Carl Stevens’ Journal: ‘Play Ball’ – A Poem For Warmer Weather
BOSTON (CBS) – As we recover from the latest of many snowstorms this winter, the Red Sox are warming up in Spring Training.
WBZ NewsRadio 1030’s Carl Stevens and his sons remind us that this is a sure sign that warmer weather is coming.
“Play ball” is the cry that fills the palm tree air, where the kind weather gods blow the foul balls fair, where beads of sweat fill a pitcher’s face, where daffodils of hope sprout all over the place.
“Play ball” is the song of the coming spring where color erupts all over everything, where New England outfields are spray painted green, where the bumble bees hum and the lightning is mean.
“Play ball” from Fort Myers to Tempe, Arizona, where the center field sun beats hot like a sauna, where a shortstop’s arm whips the ball to first, where a little kid smiles so hard that it hurts.
“Play ball” in a land that says “go go go”, “Where there is no ice and there is no snow.”
Where you wear a T-shirt when you walk out the door, where every afternoon it’s 74.
“Play ball” reminds us that winter ends, Spring Training is spring right around the bend, no more snow shoveling or slips on the ice.
Winter has its moments, “but summertime’s nice.”
“Play ball” rise up now, you frozen wretch.

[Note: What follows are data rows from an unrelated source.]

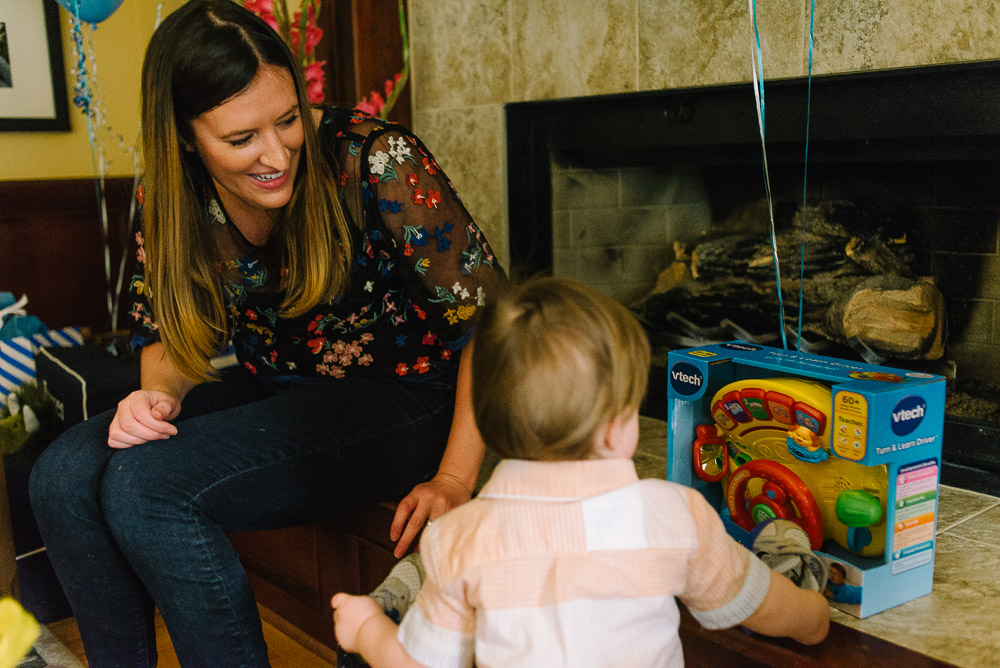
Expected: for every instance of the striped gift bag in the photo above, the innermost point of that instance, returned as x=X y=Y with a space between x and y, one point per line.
x=17 y=355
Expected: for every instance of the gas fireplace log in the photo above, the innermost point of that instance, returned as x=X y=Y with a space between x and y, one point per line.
x=857 y=285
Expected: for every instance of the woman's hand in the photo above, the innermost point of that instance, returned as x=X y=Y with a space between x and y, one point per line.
x=143 y=416
x=428 y=501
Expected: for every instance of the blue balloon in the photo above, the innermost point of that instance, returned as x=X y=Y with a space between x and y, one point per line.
x=90 y=11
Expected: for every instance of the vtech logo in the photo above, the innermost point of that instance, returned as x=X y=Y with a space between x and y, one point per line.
x=908 y=414
x=686 y=379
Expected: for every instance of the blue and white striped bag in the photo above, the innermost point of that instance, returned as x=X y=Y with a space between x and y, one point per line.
x=17 y=355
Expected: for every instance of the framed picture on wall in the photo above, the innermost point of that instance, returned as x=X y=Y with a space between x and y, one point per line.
x=32 y=76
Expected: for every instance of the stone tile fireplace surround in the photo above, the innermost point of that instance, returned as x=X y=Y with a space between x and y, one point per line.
x=476 y=60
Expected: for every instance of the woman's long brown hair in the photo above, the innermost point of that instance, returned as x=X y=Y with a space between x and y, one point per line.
x=201 y=55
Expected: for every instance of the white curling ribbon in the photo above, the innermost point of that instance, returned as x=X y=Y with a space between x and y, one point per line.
x=17 y=308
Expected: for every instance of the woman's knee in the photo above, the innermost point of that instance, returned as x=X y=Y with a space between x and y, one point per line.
x=68 y=471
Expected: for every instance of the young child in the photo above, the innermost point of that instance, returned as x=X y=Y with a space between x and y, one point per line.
x=566 y=557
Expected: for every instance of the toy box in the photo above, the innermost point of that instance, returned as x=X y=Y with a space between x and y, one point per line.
x=849 y=451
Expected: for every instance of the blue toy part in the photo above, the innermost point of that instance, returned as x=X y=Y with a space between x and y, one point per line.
x=806 y=455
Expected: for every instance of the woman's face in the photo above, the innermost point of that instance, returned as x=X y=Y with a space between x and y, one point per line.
x=250 y=145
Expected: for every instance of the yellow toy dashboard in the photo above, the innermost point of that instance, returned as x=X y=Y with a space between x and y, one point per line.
x=769 y=446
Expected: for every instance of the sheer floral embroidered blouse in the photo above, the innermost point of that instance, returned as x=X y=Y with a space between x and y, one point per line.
x=422 y=269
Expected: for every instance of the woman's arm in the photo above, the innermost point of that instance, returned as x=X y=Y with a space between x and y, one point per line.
x=456 y=476
x=144 y=415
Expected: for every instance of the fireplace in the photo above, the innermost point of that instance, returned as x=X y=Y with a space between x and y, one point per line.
x=606 y=189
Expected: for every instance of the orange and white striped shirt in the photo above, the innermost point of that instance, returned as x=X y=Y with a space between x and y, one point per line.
x=576 y=563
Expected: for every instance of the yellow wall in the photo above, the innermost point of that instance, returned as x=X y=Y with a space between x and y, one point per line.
x=119 y=44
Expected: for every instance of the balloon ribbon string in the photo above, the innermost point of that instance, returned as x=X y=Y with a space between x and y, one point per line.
x=805 y=170
x=758 y=92
x=82 y=99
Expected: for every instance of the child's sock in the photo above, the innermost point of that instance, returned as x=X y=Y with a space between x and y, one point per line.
x=399 y=590
x=784 y=547
x=395 y=596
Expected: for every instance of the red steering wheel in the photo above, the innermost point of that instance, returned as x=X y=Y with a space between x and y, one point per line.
x=783 y=495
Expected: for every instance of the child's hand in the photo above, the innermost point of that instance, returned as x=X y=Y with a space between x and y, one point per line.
x=349 y=615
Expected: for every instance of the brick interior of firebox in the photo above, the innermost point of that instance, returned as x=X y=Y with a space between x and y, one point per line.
x=615 y=228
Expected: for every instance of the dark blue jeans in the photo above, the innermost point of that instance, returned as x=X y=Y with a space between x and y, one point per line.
x=129 y=529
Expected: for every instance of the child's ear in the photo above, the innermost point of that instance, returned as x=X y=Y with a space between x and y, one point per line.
x=614 y=439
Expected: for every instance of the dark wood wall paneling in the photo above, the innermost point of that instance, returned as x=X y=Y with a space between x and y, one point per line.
x=362 y=48
x=51 y=247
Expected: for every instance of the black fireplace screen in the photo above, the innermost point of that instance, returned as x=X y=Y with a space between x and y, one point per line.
x=903 y=199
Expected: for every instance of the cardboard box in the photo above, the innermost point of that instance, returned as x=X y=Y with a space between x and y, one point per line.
x=17 y=354
x=850 y=451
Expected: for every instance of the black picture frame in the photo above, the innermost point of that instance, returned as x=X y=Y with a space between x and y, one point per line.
x=40 y=104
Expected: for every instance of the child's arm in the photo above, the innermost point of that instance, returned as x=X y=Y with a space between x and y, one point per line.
x=361 y=627
x=789 y=611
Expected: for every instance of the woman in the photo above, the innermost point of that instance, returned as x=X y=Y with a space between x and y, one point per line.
x=331 y=250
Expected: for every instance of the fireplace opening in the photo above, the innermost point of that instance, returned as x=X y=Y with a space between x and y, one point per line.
x=658 y=200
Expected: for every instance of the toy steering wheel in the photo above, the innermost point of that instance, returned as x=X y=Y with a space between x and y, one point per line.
x=783 y=495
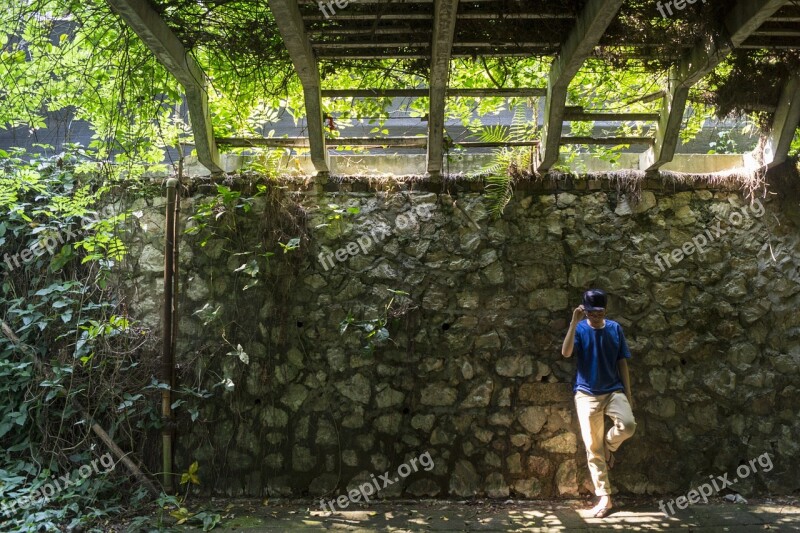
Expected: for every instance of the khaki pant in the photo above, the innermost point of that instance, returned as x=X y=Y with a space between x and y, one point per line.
x=591 y=415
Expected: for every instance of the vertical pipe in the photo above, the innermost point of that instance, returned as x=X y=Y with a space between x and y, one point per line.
x=167 y=356
x=176 y=279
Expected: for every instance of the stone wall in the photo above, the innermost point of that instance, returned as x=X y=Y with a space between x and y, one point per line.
x=471 y=372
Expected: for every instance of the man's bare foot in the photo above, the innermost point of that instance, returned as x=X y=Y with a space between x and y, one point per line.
x=603 y=508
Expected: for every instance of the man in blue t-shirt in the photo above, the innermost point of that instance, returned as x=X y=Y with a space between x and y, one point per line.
x=602 y=387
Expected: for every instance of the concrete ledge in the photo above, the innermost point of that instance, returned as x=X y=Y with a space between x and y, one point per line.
x=403 y=165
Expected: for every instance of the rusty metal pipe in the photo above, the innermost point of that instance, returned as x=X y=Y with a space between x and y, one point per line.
x=168 y=365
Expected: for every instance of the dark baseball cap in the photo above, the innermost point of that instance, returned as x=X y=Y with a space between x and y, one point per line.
x=594 y=300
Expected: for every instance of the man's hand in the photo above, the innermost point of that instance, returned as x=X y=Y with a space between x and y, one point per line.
x=569 y=340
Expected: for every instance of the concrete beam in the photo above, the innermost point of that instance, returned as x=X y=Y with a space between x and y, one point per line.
x=170 y=52
x=290 y=24
x=444 y=29
x=587 y=32
x=784 y=125
x=744 y=18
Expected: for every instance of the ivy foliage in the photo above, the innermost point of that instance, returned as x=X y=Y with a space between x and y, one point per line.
x=65 y=344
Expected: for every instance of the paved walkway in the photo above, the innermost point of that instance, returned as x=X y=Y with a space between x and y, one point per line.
x=513 y=515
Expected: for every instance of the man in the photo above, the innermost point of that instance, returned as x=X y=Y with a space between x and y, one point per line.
x=602 y=376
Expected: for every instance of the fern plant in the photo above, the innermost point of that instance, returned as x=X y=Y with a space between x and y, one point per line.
x=505 y=167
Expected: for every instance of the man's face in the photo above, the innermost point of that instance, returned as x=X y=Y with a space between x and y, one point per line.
x=595 y=317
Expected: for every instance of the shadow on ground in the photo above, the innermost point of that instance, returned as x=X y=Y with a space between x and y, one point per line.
x=511 y=515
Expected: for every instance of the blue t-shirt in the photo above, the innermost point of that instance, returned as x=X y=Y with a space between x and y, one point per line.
x=597 y=352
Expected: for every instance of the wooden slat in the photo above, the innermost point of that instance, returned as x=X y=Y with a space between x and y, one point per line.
x=610 y=141
x=400 y=142
x=577 y=114
x=525 y=92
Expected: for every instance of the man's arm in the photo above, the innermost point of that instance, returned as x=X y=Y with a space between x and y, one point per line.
x=569 y=340
x=622 y=364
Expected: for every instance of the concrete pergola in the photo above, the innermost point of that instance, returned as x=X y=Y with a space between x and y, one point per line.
x=429 y=30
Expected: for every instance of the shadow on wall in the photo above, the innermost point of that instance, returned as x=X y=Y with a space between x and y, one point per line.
x=444 y=339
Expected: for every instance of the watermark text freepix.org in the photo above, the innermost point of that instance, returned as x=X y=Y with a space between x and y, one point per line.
x=364 y=243
x=43 y=493
x=373 y=486
x=717 y=484
x=45 y=245
x=699 y=241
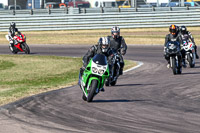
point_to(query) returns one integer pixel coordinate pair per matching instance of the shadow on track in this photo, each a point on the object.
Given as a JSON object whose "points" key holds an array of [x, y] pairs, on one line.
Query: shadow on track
{"points": [[132, 85], [190, 73], [118, 100]]}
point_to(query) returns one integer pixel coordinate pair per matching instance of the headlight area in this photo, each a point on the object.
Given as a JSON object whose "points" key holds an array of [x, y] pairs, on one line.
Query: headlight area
{"points": [[100, 71], [94, 70]]}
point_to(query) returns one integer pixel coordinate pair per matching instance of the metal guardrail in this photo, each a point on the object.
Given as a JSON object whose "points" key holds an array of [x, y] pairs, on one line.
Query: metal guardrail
{"points": [[63, 21]]}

“C’mon out dad, and let’s play catch.”
Soon the days will be warm, and spring will be here, and the coldest thing in the stands will be the beer.
“Play ball” is a new season’s gentle pronouncement.
“Soon there won’t be any ‘no school’ announcements.”
Put the coats in the closet, dress for better weather, the only gloves you’ll need are made of leather.
“Play ball” in the shadow of a bright warm day where the snowflakes melt and the clouds roll away:
A soft indication that a new time’s near
“Play ball” is the same as “Happy New Year”
“Play ball” is the song of the blood you feel when dandelions and line drives fill the region’s fields where fastballs whistle and robins sing
“Play ball” is the annual song of spring.